DMA operation occasionally stops during the burst transfer of data from external SDRAM to eMMC via DMA

devchang · ‎2024-08-16

There is a rare issue where the DMA operation occasionally stops during the burst transfer of data from external SDRAM to eMMC via DMA. I’m having difficulty identifying the exact cause, so I’m posting here to see if anyone has any good ideas.
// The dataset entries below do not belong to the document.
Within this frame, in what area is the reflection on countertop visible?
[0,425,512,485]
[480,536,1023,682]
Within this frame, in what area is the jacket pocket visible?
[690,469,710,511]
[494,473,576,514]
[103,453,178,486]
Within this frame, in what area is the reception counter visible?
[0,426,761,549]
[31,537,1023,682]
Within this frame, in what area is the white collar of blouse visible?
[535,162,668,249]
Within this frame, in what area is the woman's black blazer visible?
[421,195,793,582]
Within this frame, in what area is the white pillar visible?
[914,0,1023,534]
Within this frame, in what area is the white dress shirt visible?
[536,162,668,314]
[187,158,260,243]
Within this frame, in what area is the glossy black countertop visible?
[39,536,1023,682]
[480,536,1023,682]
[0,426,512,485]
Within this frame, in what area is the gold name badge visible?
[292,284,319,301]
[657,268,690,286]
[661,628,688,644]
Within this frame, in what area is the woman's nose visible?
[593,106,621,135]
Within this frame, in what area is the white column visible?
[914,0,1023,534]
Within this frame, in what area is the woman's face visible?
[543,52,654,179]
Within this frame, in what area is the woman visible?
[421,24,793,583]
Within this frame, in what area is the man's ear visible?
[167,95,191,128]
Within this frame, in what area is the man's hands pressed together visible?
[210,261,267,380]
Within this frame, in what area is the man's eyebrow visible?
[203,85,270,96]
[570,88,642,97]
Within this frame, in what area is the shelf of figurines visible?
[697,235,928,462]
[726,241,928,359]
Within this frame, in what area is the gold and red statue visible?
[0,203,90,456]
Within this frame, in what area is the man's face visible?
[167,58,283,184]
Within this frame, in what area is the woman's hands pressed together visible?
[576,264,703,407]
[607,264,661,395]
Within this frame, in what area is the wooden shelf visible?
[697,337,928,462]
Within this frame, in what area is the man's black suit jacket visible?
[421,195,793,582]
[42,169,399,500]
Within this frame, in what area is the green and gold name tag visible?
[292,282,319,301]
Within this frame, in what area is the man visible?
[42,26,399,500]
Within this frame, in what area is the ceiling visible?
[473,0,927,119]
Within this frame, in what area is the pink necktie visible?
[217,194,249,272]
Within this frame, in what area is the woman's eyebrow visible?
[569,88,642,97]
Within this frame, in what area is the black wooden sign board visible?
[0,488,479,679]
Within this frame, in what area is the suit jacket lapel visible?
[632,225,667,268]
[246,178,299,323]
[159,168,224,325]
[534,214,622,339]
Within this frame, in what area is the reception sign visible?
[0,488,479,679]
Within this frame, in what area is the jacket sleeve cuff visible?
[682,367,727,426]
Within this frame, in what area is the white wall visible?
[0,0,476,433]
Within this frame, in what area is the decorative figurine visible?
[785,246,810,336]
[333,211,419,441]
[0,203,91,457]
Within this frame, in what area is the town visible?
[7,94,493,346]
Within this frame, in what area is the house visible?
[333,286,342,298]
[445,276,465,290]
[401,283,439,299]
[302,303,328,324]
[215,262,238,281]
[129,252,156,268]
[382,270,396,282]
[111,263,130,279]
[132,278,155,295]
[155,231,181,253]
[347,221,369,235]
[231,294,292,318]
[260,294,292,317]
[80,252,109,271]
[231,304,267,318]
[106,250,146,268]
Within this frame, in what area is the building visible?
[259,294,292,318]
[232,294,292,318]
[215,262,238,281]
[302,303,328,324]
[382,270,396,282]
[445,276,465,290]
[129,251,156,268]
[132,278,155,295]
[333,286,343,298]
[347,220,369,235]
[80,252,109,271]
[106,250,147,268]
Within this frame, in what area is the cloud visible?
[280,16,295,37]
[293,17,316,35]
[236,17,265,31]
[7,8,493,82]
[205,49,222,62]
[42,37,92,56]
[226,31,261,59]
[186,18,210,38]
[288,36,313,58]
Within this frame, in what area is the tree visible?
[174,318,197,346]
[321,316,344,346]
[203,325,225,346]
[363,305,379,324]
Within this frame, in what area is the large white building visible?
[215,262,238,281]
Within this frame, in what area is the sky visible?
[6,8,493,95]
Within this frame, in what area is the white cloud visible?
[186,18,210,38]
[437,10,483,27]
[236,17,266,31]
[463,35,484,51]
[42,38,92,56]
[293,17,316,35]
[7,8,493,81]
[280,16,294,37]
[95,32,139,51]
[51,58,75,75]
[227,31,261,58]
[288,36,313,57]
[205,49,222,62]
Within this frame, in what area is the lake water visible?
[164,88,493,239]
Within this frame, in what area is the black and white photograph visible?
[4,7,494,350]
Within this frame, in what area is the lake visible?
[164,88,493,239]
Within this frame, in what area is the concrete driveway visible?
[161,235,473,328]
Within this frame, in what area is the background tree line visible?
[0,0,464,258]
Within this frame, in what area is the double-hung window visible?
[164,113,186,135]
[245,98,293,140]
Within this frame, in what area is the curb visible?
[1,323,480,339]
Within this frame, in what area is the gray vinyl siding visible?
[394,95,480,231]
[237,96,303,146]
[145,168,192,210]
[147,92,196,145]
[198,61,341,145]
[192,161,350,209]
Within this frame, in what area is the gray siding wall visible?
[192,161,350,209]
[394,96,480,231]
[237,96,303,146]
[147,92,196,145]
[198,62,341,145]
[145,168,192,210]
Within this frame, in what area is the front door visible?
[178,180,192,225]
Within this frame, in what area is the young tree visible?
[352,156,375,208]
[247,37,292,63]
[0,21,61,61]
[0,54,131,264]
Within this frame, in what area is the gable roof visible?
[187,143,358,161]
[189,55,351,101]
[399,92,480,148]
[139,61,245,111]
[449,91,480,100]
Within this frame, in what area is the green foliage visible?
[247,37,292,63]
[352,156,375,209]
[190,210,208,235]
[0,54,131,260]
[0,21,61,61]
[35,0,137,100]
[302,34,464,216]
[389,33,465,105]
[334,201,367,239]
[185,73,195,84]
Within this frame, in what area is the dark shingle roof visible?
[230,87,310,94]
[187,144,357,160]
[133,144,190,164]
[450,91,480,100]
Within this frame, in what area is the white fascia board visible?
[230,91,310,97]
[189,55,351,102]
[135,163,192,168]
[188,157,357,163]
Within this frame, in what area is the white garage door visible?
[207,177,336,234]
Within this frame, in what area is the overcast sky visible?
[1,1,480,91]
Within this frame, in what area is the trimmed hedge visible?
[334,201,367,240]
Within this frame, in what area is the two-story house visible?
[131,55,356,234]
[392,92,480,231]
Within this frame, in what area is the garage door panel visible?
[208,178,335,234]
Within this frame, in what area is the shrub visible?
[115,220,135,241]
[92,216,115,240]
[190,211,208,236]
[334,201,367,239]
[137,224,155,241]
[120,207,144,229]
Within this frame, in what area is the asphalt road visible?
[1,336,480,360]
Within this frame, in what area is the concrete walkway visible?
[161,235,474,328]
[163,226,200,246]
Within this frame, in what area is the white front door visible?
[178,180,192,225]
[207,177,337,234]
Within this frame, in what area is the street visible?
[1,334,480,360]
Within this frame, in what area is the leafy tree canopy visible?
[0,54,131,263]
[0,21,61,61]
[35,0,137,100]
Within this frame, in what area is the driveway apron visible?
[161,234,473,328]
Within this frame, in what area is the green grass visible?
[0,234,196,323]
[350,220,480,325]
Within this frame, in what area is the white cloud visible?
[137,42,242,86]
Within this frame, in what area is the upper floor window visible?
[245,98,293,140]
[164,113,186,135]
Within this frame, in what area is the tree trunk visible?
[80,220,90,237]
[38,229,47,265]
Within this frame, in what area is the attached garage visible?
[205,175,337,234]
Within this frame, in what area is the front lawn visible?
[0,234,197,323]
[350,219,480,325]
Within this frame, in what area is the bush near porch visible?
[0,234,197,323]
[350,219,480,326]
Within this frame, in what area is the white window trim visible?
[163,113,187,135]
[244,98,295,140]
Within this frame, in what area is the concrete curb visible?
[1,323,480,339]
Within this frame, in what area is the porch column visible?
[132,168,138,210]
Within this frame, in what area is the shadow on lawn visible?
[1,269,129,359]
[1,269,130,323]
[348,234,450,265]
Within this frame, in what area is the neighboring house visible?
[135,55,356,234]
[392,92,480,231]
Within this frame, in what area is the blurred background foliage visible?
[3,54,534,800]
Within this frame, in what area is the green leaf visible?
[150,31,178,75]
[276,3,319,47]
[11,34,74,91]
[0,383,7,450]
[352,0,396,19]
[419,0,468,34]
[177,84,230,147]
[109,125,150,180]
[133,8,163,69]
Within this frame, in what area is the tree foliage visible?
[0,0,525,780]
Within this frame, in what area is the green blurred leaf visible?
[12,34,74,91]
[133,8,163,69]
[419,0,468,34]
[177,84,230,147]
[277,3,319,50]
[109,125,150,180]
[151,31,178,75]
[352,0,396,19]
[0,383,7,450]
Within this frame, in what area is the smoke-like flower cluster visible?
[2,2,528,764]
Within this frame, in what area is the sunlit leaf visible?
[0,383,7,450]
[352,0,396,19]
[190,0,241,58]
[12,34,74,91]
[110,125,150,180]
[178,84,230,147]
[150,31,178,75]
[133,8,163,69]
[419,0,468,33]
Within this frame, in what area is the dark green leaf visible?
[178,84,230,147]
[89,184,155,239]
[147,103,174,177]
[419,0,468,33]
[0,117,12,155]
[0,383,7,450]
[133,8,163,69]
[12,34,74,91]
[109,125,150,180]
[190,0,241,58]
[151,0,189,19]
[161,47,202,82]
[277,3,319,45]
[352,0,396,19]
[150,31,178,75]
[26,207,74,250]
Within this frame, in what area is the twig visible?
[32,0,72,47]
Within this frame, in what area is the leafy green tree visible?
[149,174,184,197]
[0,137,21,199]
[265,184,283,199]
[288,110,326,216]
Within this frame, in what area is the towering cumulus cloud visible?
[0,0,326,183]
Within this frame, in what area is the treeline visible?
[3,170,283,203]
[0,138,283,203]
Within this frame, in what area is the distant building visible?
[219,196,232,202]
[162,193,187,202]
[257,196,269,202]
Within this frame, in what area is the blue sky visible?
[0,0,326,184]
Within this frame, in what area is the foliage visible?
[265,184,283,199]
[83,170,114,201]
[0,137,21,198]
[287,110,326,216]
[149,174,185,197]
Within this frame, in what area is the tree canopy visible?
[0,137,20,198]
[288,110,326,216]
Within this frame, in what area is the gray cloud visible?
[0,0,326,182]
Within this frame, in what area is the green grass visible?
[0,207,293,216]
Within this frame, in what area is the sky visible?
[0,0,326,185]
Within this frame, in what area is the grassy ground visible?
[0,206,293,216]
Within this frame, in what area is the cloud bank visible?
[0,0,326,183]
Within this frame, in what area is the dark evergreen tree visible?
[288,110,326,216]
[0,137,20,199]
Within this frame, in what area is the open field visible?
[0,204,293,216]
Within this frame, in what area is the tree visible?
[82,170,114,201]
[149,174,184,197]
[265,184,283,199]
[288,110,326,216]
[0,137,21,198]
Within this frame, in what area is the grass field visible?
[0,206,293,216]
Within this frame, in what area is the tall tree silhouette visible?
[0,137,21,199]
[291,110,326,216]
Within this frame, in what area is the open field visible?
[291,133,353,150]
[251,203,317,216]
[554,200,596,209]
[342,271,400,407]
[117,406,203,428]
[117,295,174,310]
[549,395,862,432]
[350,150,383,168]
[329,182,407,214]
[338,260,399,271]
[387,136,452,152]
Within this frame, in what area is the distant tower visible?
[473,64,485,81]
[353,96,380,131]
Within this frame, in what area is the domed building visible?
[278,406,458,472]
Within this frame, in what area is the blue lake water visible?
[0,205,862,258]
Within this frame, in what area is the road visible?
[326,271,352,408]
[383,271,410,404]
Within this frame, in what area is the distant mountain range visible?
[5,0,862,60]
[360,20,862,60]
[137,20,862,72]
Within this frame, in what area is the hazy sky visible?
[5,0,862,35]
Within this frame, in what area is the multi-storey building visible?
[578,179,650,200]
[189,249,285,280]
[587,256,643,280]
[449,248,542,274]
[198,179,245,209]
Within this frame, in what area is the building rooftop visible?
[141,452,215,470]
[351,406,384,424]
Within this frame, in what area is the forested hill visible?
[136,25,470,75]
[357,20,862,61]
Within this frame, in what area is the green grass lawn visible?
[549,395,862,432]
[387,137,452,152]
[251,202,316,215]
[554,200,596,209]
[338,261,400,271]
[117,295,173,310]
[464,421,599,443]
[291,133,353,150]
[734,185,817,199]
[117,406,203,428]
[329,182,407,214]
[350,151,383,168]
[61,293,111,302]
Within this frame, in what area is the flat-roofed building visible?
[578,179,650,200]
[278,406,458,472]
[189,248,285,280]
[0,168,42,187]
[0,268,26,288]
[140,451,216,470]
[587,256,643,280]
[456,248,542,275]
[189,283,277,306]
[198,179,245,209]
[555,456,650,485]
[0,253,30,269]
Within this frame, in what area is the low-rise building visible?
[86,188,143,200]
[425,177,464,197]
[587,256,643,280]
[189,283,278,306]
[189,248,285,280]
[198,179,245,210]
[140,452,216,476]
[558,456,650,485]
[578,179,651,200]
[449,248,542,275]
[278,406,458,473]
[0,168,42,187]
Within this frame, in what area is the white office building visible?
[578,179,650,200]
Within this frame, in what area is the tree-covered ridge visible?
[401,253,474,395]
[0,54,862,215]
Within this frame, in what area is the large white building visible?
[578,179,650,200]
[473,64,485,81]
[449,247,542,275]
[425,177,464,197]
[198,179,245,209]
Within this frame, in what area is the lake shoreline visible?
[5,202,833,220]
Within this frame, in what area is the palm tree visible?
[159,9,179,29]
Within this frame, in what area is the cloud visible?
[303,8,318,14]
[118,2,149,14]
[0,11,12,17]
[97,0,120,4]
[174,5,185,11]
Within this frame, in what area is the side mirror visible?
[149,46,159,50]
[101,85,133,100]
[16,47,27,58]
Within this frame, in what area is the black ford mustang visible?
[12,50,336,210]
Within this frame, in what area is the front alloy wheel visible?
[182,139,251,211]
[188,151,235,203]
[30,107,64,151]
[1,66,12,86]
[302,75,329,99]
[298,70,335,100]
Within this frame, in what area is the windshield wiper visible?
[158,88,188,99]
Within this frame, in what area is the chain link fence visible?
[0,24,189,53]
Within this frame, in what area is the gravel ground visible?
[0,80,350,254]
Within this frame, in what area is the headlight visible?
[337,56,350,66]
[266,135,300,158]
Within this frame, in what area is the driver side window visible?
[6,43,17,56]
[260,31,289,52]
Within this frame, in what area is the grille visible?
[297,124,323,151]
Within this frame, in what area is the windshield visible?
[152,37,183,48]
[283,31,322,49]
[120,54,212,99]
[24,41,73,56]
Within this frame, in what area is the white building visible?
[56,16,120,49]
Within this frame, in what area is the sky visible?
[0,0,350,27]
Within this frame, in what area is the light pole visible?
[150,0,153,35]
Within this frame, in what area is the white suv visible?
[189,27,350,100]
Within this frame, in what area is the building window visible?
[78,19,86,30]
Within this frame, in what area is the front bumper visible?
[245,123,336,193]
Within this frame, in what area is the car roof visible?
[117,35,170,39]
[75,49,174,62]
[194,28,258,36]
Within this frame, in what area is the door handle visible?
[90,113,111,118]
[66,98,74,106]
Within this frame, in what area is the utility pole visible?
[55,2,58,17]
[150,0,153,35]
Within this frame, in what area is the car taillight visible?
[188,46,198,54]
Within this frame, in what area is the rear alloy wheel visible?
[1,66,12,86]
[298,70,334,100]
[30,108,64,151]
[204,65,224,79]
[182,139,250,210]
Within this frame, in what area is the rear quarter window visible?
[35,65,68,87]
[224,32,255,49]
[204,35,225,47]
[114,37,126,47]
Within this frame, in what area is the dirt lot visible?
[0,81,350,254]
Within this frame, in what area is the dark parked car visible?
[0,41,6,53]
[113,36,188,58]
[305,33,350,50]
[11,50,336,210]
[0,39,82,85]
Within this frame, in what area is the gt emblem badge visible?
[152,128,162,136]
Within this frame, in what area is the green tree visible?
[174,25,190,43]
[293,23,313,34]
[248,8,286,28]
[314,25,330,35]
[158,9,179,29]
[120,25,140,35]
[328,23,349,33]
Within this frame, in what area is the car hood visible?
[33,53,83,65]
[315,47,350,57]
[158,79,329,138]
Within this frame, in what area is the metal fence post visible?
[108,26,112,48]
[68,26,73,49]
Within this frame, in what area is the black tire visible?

The hardware details are as follows:

The MCU being used is the STM32F469NI.
SDRAM is accessed via the FMC bus. To be precise, the FPGA is directly connected to the FMC, and the SDRAM is accessed indirectly by passing the desired SDRAM address to the FPGA through the FMC.
The eMMC is connected to the MCU via the SDIO interface.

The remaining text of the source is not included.